HBR article ( link at end of article) reports that " Virtually all of the respondents (97%) say they are investing in these types of projects.
Perhaps the best news in this survey is that companies continue to believe they are getting value from their big data and AI projects. 73% of respondents said they have already received measurable value from these initiatives. That number is half again higher than in the 2017 survey, which suggests that more value is being achieved as companies grow familiar with the technologies."
but back in November 2016 the Economist Intelligence Unit reported that "although 70% of business executives rated analytics as “very” or “extremely important”, just 2% are ready to say they have achieved “broad positive results”. See "Damning analysis of Analytics?"
Last week Mckinsey reported ""The biggest challenge in any organization’s analytics journey is turning insights into outcomes—what we call the last mile, which is where the value of analytics is ultimately extracted."
It went on to state "Despite huge investments in analytics "senior executives tell us that their companies are struggling to capture real value. The reason: while they’re eking out small gains from a few use cases, they’re failing to embed analytics into all areas of the organization."
It described the critical success factors to execute in order to avoid that fate. See "Scaling analytics across the business".
Whilst it is important to exploit the advantages of AI, most enterprises can only do so after they master the management of data inside their organisations. Far too much is unstructured, inaccessible and therefore not analysed. Yet- in that unstructured data lies immense value waiting to be mined and analysed. Not in a year's time with complex tools, large budgets and armies of data scientists. But today with agile cost-effective tools before your competitors old and new jump you to the gun.
AI needs massive data to recognise patterns, to enable analytical insights for better and automated decisions. Invariably for behaviour, processes and events that are predictable. Without surfacing and analysing the right data it is dangerous.
Some things never change; we are constantly urged to adopt and deploy new technologies but often by start-ups that have little knowledge of real-life, frontline business, financial services, healthcare and insurance.
It is easy to automate and apply AI to simple insurance use cases and you can see this in home-share for example. Yet, as soon as you add more complex and less predictable use cases- escape of water and storm damage for example, you see the need for human cognition to overcome the limitations of AI.
AI is not a panacea, it does not leapfrog the need for effective data management and applying it blindly leaves you blind to the true value of much of your data. The combination of artificial and human intelligence is a key to competitive advantage and anticipating disruption.

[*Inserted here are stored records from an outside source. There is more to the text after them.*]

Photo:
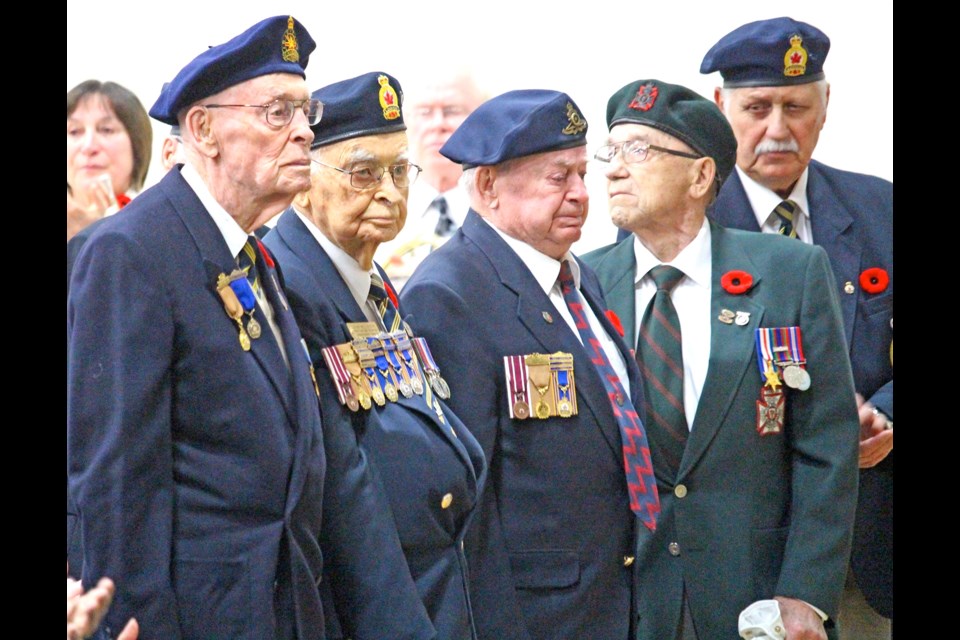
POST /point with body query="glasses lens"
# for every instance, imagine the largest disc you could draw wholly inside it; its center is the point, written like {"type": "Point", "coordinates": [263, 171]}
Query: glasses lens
{"type": "Point", "coordinates": [605, 153]}
{"type": "Point", "coordinates": [634, 151]}
{"type": "Point", "coordinates": [365, 177]}
{"type": "Point", "coordinates": [280, 112]}
{"type": "Point", "coordinates": [313, 109]}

Holistic solutions rather than standalone technology is the path to success
While AI gets the headlines here and elsewhere in the world, the survey addresses both big data and AI. Terminology comes and goes, but the constant is a data explosion and the need to make sense of it. Big data and AI projects have become virtually indistinguishable, particularly given that machine learning is one of the most popular techniques for dealing with large volumes of fast-moving data. It’s also the case that statistical approaches to AI — deep learning, for example — are increasingly popular. Therefore, we view traditional data analytics, big data, and AI as being on a continuum. Virtually all of the respondents (97%) say they are investing in these types of projects.